I think I've read Netflix say "we'll never do offline streaming" and its probably a licensing/rights issue, although maybe Netflix has some rationale for not doing it to, so that will keep it from happening.

Most STBs and smart TVs don't have storage, but it doesn't seem like adding some flash capability (internally at assembly, or via USB sticks by consumers) would be that expensive.

Comment Re:Local and small (Score 1) 268

I realize you are speaking mostly in jest, but it is a misconcept that trees use/need/take water.

After the first 2 years, you never need to water them. They tap into the ground for their water. And during those first 2 years, the water they need is about 10 gallons per week, during the dry season. When we wash & prep the parsley we eat in one week, we create 2 gallons of waste water (that could go to that tree). Clothes washers create gallons & gallons of gray water that can be used to water trees -- in our household, we produce 150+ gallons of gray water from clothes washing alone.

It takes ridiculously small amounts of work and creativity to have enough water for outdoor plants without ever having to turn on a tap.

Comment Re:Never belonged to you (Score 4, Interesting) 272

But it's naive in the extreme to believe that some kind of informal system of first come, first served meets squatter's rights would prevail when the players in question are large commercial entities.

The Internet as we knew it 15 years ago (or more..) is dead, as is the benevolent giant of Google. It's not run by geeks for geeks under some informal geek code of honor anymore. It's a commercial marketplace run by corporations for a profit.

And anyone with a clue and any exposure to Google would have to understand that their services and systems change as they see fit. If you rely on Google for anything, you'd better be, as the MBAs say, nimble and able to pivot when they change their minds. Their services come and go. Beta, labs, products, whatever, if it's not making ad revenue it's on life support and will disappear whenever they feel like it.

Comment Re:How about (Score 1) 268

I think local donations is a great idea. So many local organizations are the ones actually executing hands-on help where the amount of useful work done per dollar is higher than larger organizations that have larger administrative overhead.

Comment Re:Well to be fair, this really is taking too long (Score 1) 192

Why follow Microsoft's arbitrary release cycle if you don't have to?

The software they are using is just as functional now as the day it was installed (more so if you count bugfixes installed since) and the system integrations, testing and validation they have done are not inexpensive to repeat with a new operating system because Microsoft stopped supporting something, not because they had to -- but because they need to, to keep revenue flowing.

It's not hard to imagine complex installation scenarios where the cost/benefit of paying for extended security updates is better than replacing the OS, re-engineering third party solutions, fixing problems and so on.

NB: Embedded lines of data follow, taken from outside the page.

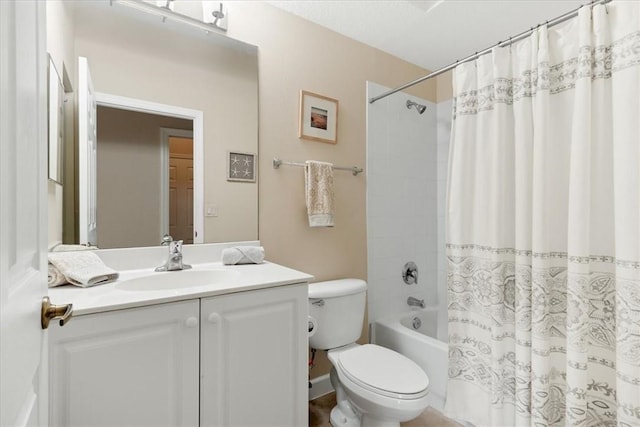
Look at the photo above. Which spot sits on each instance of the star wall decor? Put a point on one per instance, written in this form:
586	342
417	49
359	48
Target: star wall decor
241	167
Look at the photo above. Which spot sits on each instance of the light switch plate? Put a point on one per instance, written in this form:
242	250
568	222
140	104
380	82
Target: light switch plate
211	210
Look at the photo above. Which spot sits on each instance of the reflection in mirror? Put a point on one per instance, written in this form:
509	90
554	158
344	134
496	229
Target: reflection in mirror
56	123
132	54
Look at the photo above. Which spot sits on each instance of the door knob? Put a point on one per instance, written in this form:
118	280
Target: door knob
50	311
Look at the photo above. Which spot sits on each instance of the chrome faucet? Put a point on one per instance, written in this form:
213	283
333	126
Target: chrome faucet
415	302
174	262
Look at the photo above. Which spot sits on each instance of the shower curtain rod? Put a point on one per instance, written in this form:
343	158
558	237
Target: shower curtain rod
513	39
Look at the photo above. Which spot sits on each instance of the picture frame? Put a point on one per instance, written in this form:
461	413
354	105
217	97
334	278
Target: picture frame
241	167
318	118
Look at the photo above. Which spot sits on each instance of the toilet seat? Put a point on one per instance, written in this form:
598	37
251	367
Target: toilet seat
383	371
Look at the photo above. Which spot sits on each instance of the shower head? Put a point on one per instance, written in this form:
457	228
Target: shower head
419	107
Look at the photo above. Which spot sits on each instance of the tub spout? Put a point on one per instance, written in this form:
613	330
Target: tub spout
415	302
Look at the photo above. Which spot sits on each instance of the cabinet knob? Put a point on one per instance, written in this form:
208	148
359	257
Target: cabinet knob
50	311
191	322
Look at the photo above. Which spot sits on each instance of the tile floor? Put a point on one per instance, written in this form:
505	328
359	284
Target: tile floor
320	408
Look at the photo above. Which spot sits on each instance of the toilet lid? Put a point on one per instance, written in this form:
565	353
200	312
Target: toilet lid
384	370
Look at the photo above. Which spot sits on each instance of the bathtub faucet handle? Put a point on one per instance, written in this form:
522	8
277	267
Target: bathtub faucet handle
415	302
410	273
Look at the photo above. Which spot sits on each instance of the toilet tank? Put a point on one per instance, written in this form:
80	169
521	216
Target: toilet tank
336	309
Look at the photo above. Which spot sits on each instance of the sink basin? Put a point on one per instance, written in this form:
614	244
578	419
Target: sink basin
173	280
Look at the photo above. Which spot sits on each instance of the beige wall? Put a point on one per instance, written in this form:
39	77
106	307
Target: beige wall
444	86
129	144
295	54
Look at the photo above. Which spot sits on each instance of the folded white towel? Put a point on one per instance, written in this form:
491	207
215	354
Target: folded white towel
243	255
318	187
55	277
63	248
81	268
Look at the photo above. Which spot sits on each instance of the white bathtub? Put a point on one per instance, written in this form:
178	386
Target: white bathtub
420	345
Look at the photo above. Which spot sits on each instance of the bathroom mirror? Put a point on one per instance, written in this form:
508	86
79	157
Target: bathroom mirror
56	124
136	55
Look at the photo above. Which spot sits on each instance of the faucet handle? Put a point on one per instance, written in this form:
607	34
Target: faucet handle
175	247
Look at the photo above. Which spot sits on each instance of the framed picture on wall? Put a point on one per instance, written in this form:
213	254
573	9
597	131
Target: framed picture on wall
318	118
241	167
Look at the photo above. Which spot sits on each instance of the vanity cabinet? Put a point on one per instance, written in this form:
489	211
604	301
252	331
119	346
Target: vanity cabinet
230	360
133	367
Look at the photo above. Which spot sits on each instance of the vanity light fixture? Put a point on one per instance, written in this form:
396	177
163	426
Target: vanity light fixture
217	23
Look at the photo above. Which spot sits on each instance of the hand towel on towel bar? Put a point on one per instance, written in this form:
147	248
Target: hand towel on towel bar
318	187
81	268
243	255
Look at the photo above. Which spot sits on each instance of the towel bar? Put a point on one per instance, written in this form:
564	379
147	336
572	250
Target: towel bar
353	169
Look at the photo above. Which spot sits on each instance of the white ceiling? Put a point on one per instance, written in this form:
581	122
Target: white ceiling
431	34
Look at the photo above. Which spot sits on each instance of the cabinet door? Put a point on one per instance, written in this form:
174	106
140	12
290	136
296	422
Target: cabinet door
133	367
253	358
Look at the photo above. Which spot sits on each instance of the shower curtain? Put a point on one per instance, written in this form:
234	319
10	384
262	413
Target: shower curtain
543	227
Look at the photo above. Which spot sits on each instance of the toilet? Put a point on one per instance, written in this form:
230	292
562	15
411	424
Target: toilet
375	386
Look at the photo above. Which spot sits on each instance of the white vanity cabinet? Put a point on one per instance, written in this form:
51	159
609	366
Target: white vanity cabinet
237	359
133	367
253	358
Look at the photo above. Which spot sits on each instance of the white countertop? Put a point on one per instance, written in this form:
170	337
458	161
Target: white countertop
114	296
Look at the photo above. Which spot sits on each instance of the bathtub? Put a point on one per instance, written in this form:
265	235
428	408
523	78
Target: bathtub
419	344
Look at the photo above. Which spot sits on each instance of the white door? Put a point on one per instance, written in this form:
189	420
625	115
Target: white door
87	155
23	213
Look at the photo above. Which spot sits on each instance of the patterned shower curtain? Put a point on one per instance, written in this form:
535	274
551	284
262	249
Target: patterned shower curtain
543	227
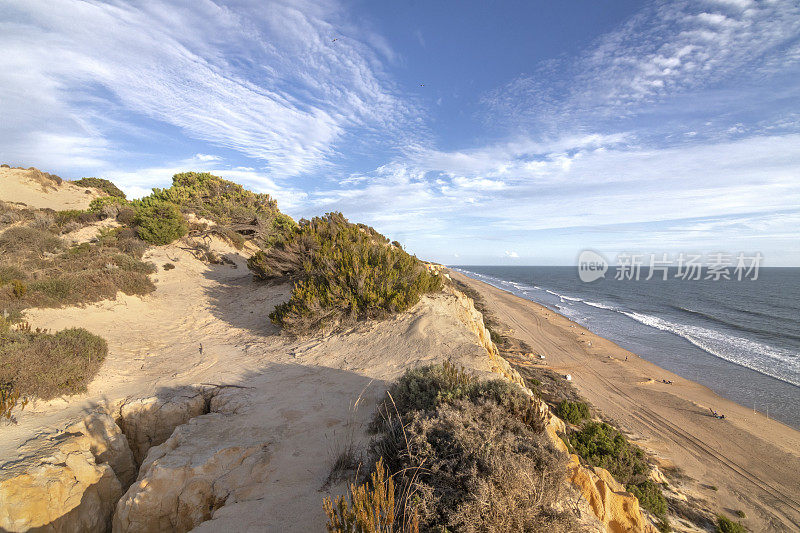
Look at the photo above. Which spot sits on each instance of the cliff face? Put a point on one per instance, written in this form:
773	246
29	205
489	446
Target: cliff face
615	508
238	457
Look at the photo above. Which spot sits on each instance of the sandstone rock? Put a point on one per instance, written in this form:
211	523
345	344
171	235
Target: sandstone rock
68	491
103	438
150	421
201	467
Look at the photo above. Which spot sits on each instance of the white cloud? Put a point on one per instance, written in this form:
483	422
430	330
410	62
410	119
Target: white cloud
621	185
667	49
207	157
261	78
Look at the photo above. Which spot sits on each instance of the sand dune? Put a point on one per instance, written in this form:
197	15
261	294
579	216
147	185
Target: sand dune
34	189
300	399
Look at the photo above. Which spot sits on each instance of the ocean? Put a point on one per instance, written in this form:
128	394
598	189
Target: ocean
739	338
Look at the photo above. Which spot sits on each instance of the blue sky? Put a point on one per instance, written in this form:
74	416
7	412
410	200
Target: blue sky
472	132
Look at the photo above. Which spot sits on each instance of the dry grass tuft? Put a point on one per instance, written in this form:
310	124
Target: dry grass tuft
468	455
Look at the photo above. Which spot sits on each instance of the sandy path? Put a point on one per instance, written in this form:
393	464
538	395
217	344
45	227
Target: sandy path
753	460
293	398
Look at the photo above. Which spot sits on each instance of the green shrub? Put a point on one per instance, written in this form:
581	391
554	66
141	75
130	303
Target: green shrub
74	215
18	288
104	204
10	273
573	412
215	198
102	184
726	525
346	272
424	388
158	222
45	365
602	445
650	497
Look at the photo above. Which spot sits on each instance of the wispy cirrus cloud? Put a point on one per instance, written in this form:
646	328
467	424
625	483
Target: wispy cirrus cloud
666	50
264	79
586	187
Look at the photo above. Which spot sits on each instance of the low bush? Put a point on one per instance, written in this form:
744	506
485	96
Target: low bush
726	525
602	445
23	240
45	365
108	205
573	412
217	199
102	184
650	497
467	455
83	273
158	222
346	272
18	288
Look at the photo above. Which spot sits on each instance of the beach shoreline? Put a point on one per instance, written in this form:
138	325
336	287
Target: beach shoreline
753	461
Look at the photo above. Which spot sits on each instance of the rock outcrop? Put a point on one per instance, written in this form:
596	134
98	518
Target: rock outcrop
75	479
148	422
74	482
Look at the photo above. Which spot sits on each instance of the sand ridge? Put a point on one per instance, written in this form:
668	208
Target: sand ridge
30	187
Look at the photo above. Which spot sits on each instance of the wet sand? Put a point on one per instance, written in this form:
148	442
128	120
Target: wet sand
753	461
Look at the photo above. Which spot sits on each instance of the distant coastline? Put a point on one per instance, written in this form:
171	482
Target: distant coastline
651	337
744	461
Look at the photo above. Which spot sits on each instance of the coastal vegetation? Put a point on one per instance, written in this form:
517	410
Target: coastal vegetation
573	412
461	454
726	525
343	272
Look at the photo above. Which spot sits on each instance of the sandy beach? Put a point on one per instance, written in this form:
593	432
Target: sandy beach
752	461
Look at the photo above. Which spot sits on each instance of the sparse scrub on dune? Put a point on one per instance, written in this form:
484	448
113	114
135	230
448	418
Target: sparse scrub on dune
726	525
465	454
37	363
344	272
573	412
108	206
217	199
37	269
368	507
23	240
103	184
237	213
601	445
158	222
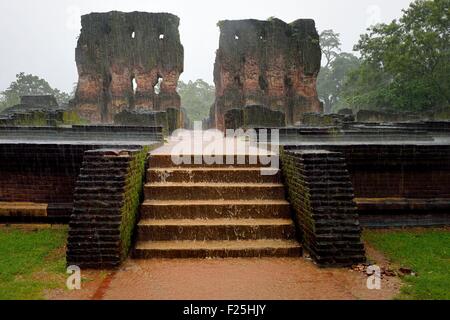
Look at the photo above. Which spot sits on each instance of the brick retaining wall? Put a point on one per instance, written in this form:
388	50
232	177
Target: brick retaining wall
107	198
321	195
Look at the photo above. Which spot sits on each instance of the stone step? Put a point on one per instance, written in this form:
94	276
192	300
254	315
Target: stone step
209	191
193	161
217	249
206	174
167	209
215	229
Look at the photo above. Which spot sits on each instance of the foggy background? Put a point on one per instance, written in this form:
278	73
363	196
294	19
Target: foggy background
39	37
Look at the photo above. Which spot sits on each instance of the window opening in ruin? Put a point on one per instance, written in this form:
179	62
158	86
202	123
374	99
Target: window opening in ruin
157	86
134	84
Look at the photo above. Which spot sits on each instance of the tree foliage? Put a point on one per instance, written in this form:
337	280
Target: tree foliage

I think your argument is more realistic for prosumers, small business, etc, where the main reintegration task is moving user profiles or replacing an old laser printer because drivers aren't provided for a new OS. Tracking MS release cycles in these environments ends up being easier to do, even if the rationale isn't that the users have/want/need new "features" but that the vendor yanks support after a period of time, even if the system still works as expected.

Comment Re:Local and small (Score 1) 268

Great example: Friends Of Trees (or similarly themed orgs).

They always need help, of all kinds -- donations of food, money, time, etc. I happen to have a truck, so I donate that. I also love the physical workout. Looking forward to doing it again this fall.

And the net effect is almost a half million trees planted in this area in the past 25 years.